Eine echte Erweiterung ist unseres Erachtens durch das interaktive Soundprocessing entstanden, die Spieler können durch ihre Körperbewegungen Sounds erzeugen und live verändern, sie bewegen sich durch Wavefiles und spielen sie wie ein Cursor ab. Sie können sich somit in Wörtern und Sätzen bewegen und diese vorwärts oder rückwärts abspielen. Sie haben die Möglichkeit Text zu modulieren, zu loopen, die Tonhöhen zu variieren und somit verschiedene Stimmlagen zu erzeugen, dadurch scheinen sie eine Art „Metasprache“ zu sprechen. Der Sound verbindet sich mit den Körpern und hüllt sie gleichsam in eine Soundnetz ein.

Die sehr formale technische Ästhetik des Stückes haben immer wieder gebrochen durch einen sehr emotionalen Schöpfungs-Text, durch farbige/filmisch/cinematische Erinnerungs-Aufnahmen von Wasser/Gras/Feuer und durch große Natursteine, mit denen die Spieler immer wieder in einen Dialog treten. Die Steine werden gerollt, gezogen, balanciert, gestemmt, sie werden zu Soundmodulen und stehen für das erste Werkzeug, das der Mensch in die Hand nahm und somit erstmals etwas außerhalb seines Körpers erschuf und den Stein gleichsam ins Rollen brachte bis hin zum Auto, zur Atombombe, zum Computer…

Für uns war es besonders spannend die Grenzen des interaktiven Tracking-System und somit des digitalen Arbeitens auf der Bühne ganz auszuloten und an die Grenzen des technisch Machbaren zu gehen. So ungemein spannend es ist, mit dieser neuen Technik zu arbeiten, verlangt es aber auch ein sehr intensive Einarbeitung und sehr viel Vorarbeit und Programmierung. Unserer Meinung nach macht diese Technik nur Sinn, wenn sie für das betreffende Stück auch das Zentrale gestalterische Mittel ist und wenn man bereit ist sich in diese komplexe Technik einzuarbeiten.
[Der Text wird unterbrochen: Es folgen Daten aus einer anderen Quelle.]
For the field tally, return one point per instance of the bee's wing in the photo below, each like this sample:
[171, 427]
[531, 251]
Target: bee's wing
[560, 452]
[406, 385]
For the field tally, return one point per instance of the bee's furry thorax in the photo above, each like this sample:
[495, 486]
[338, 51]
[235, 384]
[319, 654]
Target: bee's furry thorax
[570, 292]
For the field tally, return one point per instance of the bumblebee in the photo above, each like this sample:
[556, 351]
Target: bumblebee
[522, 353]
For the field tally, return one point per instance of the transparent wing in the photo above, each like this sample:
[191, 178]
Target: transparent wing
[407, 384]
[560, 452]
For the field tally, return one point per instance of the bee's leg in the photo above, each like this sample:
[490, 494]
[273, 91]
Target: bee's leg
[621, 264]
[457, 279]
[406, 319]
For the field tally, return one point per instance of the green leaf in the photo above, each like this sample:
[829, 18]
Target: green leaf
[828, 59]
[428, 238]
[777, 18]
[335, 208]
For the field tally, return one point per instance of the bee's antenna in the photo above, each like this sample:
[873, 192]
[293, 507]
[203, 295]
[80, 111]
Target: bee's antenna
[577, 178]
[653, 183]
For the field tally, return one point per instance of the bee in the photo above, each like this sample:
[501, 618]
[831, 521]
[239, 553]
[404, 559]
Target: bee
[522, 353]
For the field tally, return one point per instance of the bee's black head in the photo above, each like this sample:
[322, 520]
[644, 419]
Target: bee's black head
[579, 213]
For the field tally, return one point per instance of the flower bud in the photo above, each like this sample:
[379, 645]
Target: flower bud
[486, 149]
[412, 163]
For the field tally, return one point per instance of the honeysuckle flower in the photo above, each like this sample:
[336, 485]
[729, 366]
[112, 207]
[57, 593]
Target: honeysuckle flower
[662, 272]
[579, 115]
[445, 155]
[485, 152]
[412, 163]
Kontakt: iris.meinhardt@gmx.de
homepage: www.meinhardt-krauss-feigl.com
Trailer: https://vimeo.com/192709488

 

Projekte 2017

 

Situation mit Zuschauern (Januar 2017 in München)
Hauptaktion

Ein Großteil der anfänglichen Probenphase war der kontroversen Diskussion der inhaltlichen Setzung (Videos von extremer Gewalt, Propaganda, etc.) gewidmet. Da im Zentrum der Arbeit die ethische Frage nach der Rolle der Zuschauenden stand und ausgelotet werden sollte, wo die Schwelle zwischen Zeugenschaft und Voyeurismus zu verorten sei, war eine intensive Auseinandersetzung mit den Implikationen des Zeigens solcher Videos im Theater unerlässlich (da durch deren Zeigen den Videos gleichzeitig eine breitere Öffentlichkeit geschaffen wird). Aus diesem Grund reduzierten wir die Anzahl der verhandelten Videos auf einen einzelnen Beispielfall – das Video, das von der Organisation Daesch unter dem Titel „A Message to America“ auf Youtube hochgeladen wurde. Da wir im Verlauf der Proben zu der Entscheidung gekommen waren, dass dem Publikum die Entscheidung über das Ansehen des Videos nicht abgenommen werden kann, wurde zudem beschlossen die Zuschauenden kurz vor Ende der Aufführung vor die Wahl zu stellen, ob sie das Video sehen möchten oder nicht. Aus dem gleichen Grund wurde das nachfolgende Publikumsgespräch zum aktiven Teil der Aufführung erklärt und entsprechend mitinszeniert (nach jeder „Aufführung“ gab es bisher ein Gespräch).